When you're hot, you're hot! Go RC!


----------



## SELFBOW (Oct 19, 2014)

Nice deer. They were on fire this weekend. I took a broomstick yesterday and had 2 at 5 yds. Back w the bow today and had a doe 12 but she just walked out my life.....


----------



## hambone76 (Oct 19, 2014)

Nice one. Congratulations.


----------



## swackinswampdonkeys (Oct 19, 2014)

Awesome stuff!! What grain Simmons is that?


----------



## Allen Oliver (Oct 19, 2014)

Way to put them Simmons to good use Robert. Congrats!!


----------



## JBranch (Oct 19, 2014)

Good one RC. I knew it wouldn't be long.


----------



## Munkywrench (Oct 20, 2014)

buckbacks said:


> Nice deer. They were on fire this weekend. I took a broomstick yesterday and had 2 at 5 yds. Back w the bow today and had a doe 12 but she just walked out my life.....



Got so many these days you're beating em back with a "broomstick" huh?
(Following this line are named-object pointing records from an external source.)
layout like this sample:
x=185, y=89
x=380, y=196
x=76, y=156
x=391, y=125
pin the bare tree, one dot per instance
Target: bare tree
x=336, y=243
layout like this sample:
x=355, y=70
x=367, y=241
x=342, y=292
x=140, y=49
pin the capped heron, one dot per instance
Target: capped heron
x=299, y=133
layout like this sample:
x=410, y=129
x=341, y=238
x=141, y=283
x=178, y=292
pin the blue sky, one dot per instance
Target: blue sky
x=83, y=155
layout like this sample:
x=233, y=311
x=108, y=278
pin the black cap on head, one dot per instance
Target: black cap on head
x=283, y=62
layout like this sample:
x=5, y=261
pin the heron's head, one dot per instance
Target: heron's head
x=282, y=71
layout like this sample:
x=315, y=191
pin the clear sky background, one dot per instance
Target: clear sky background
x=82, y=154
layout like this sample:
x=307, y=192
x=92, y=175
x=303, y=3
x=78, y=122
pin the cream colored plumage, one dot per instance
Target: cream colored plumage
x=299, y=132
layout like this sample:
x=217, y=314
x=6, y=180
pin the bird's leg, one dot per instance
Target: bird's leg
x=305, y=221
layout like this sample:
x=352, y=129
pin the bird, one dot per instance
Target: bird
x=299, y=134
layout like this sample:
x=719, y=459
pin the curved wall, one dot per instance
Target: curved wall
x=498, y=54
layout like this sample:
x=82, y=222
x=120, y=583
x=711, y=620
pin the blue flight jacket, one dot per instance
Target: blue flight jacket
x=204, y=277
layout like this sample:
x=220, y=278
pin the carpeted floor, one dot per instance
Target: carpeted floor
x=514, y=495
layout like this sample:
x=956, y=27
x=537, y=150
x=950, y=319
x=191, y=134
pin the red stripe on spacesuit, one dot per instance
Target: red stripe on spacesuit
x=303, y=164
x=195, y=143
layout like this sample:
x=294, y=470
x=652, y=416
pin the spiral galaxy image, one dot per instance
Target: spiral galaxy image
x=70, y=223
Congrats on another fine deer. Where can you buy freezers in bulk?


----------



## robert carter (Oct 20, 2014)

Thanks all. Thats a 130 grain tiger shark with 42 grain adapter and a 100 grain brass insert.RC


----------



## 2wheelfoster (Oct 20, 2014)

Way to go RC!


----------



## charlie 2 arrow (Oct 20, 2014)

Awesome!


----------



## dm/wolfskin (Oct 20, 2014)

Good deal. He's long too. We've been tricked by the so call spikes this year.


----------



## GrayG (Oct 20, 2014)

Congrats! Another perfect shot.


----------



## sawtooth (Oct 20, 2014)

That's awesome. Congratulations! When's your video gonna be ready?


----------



## chenryiv (Oct 20, 2014)

I like the way you get it done RC. All business.  Congrats!!


----------



## robert carter (Oct 21, 2014)

Hey, I just noticed...its the first time in my life I had on matching camo..lol.RC


----------



## Hunting 4 Him (Oct 21, 2014)

buckbacks said:


> Nice deer. They were on fire this weekend. I took a broomstick yesterday and had 2 at 5 yds. Back w the bow today and had a doe 12 but she just walked out my life.....



What are you doing with a "broomstick" in a tree stand?


----------



## Allen Oliver (Oct 21, 2014)

robert carter said:


> Hey, I just noticed...its the first time in my life I had on matching camo..lol.RC



Your wife must have set your clothes out for you.


----------